Someone shared this article recently, and I thought it was pretty neat.

List your most recently-used branches using Git by Scott Stafford

Set up a git alias that uses the reflog to show what branches you have most recently been using.

But there was one small detail I couldn’t get past. See if you can spot it in the sample below.

1 day ago:  add-categories-to-store-home
7 days ago:  master
7 days ago:  cancellation-improvements
7 days ago:  add-phone-number
8 days ago:  show-banner-for-unpaid-orders
12 days ago:  add-order-address-update

Yep, the alignment of each branch name is all off, and it makes it more difficult to scan.

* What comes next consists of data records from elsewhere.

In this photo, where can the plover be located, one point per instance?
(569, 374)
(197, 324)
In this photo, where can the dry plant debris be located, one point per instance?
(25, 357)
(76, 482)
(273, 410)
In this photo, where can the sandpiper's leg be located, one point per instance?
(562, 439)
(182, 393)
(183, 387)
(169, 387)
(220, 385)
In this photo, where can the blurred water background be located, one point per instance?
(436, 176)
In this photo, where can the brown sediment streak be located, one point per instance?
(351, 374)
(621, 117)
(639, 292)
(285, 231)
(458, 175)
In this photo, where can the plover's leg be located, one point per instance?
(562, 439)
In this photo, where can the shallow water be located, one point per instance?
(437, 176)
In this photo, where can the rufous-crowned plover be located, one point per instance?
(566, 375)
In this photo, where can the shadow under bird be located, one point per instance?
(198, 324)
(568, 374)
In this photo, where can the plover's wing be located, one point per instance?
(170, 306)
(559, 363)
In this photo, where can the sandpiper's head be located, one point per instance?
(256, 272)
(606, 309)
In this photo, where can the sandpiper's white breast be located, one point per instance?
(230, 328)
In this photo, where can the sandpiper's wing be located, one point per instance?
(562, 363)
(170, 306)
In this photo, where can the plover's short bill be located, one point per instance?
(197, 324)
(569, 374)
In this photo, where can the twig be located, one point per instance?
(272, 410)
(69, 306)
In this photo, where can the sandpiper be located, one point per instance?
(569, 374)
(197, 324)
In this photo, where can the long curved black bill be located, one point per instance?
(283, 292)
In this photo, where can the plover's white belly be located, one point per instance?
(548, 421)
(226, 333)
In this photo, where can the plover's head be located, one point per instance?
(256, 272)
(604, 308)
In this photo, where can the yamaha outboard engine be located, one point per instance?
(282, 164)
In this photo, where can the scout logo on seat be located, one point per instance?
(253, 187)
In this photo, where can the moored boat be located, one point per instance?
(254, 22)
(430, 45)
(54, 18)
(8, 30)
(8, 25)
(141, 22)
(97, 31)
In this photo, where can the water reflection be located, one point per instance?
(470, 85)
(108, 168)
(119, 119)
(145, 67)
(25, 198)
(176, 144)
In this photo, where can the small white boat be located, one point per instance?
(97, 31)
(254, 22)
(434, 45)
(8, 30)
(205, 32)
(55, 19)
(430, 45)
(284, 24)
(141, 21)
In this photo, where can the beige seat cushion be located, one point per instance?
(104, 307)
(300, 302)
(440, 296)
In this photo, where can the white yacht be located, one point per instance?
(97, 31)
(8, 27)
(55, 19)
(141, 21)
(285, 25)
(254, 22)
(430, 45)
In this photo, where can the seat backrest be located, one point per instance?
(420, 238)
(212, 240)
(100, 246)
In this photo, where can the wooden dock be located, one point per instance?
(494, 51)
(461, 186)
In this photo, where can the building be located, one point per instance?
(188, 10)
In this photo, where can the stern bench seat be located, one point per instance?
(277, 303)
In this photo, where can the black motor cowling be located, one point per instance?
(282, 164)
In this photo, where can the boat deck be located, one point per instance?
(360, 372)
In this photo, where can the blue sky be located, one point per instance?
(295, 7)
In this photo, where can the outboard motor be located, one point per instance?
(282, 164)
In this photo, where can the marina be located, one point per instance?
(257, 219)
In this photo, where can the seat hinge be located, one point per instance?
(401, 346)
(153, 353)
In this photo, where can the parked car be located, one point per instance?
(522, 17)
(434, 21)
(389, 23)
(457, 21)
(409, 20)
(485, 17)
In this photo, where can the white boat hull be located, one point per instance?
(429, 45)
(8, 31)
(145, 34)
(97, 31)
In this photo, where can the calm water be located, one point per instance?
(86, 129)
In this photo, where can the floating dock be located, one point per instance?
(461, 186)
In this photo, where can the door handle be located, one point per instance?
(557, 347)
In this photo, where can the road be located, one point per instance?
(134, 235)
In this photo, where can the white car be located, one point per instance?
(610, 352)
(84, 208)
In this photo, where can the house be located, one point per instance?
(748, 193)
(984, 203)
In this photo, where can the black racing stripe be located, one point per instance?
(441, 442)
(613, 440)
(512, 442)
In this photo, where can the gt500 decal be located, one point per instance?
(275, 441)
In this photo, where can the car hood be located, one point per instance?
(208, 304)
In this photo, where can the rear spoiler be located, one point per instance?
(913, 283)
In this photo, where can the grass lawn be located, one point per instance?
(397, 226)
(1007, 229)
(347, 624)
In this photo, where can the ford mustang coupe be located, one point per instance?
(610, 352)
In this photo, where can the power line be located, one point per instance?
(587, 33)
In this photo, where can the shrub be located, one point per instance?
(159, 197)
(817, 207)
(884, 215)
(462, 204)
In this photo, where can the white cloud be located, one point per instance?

The fix, thankfully, was simple. All that needed to be done was to add a \t to the output.

1 days ago:     add-categories-to-store-home
7 days ago:     master
7 days ago:     cancellation-improvements
7 days ago:     add-phone-number
8 days ago:     show-banner-for-unpaid-orders
12 days ago:    add-order-address-update

So the new command is:

lb = !git reflog show --pretty=format:'%gs ~ %gd' --date=relative | grep 'checkout:' | grep -oE '[^ ]+ ~ .*' | awk -F~ '!seen[$1]++' | head -n 10 | awk -F' ~ HEAD@{' '{printf(\"  \\033[33m%s:\t \\033[37m %s\\033[0m\\n\", substr($2, 1, length($2)-1), $1)}'

A tad unwieldy, yes. But I don’t think I’ll need to change it for a while.

Enjoy your tabularly aligned output!